October 6, 2016 at 7:27 am, by Carl

If you are a regular reader, you know that I both emphasize community (especially our need for the human interaction in these early years of the 21st century) and my concern over technology (again, especially to rapid disruption in the early 21st century).  More so, I think and have written several times that I think the two things are connected.  We have lost community, lost the human interaction vital for successful civic interaction, and technology, rather than helping us deal with this need actually makes it worse.

 

In the end, we grow further and further apart as a society, as a culture, and divisiveness is paramount these days.  We are now one month from our presidential election and the rancor has not subsided in the past two years leading to this point.  Open violence has happened at several places along the journey to the election, and our verbal intensity has simply increased day by day.  Our loss of the long term interaction with others, especially others not exactly like myself—something that was normal in communities through history–makes it more likely that we find ourselves being more coarse, more crude.

 

Historically, technology provided us a framework for gathering, for interacting together in human connection.  A great illustration of this is something many of you in the north are now getting to use (or are preparing for colder days ahead)…a fireplace.   The idea of a fire inside a dwelling was something that historically provided a central locale that drew people together.  It did not used to necessarily work this way.

 

Of course, there had been fires in the vicinity of the people in a dwelling far back into antiquity, but the chimney that actually drafted the smoke out of the house didn’t emerge till roughly the 11th century.  Take a look at this infographic for the point.

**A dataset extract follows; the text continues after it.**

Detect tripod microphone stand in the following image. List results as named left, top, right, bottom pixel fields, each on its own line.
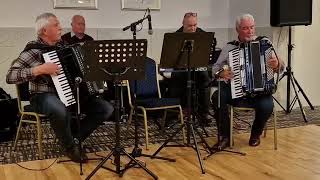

The Evolution & History of Fireplaces
Infographic via: CompactAppliance.com

Once the technology was developed that allowed for the venting of smoke, then the fireplace really became the central gathering place.  Technology fostered community, human gathering together.  This is how Old House  online puts it:  “The fireplace was a necessity in early America. As the hub of the house, a burning hearth provided heat, housed multiple fires for cooking and baking, and served as the nucleus of family gatherings….By the second quarter of the 18th century, the fireplace had become the centerpiece of the main gathering room. ”

 

Today, our technology instead puts us where most of us have our face in our screen.  The allure and draw of the technology is inescapable…at least not easily.  I got a smarter smartphone.  I could more easily get online.  When, back in the spring, we went to a baseball game, rather than just watching the game as I would have with my older phone, I now could fiddle with apps and wi-fi and connecting to mlb.com….and in the process, lose out on simply being with my wife.  After a few pictures posted online, I put the phone into my pocket…but the allure remained to pull it out to check.

 

We aren’t getting rid of technology.  And yes, I am well aware that I am using technology right now in typing this…and in hoping that others will read what I type, perhaps on a smartphone.  Some technology has indeed fostered our ability to connect, or reconnect, with friends and family.  It can be a good thing…and yet, it is also clear that we have lost something vital.

 

I think 100 years from now, sociologist and historians will write about this time with some dismay.  Something fundamental, something deep and internal, is being altered in us.  As a people we are changing.  Maybe, there will be enough positive that those experts will conclude that the good outweighed the bad.  But, if we don’t rediscover the fireplace, find again the need to be human with each other…I don’t see how anyone writing in 2116 will be pleased with the world we gave them.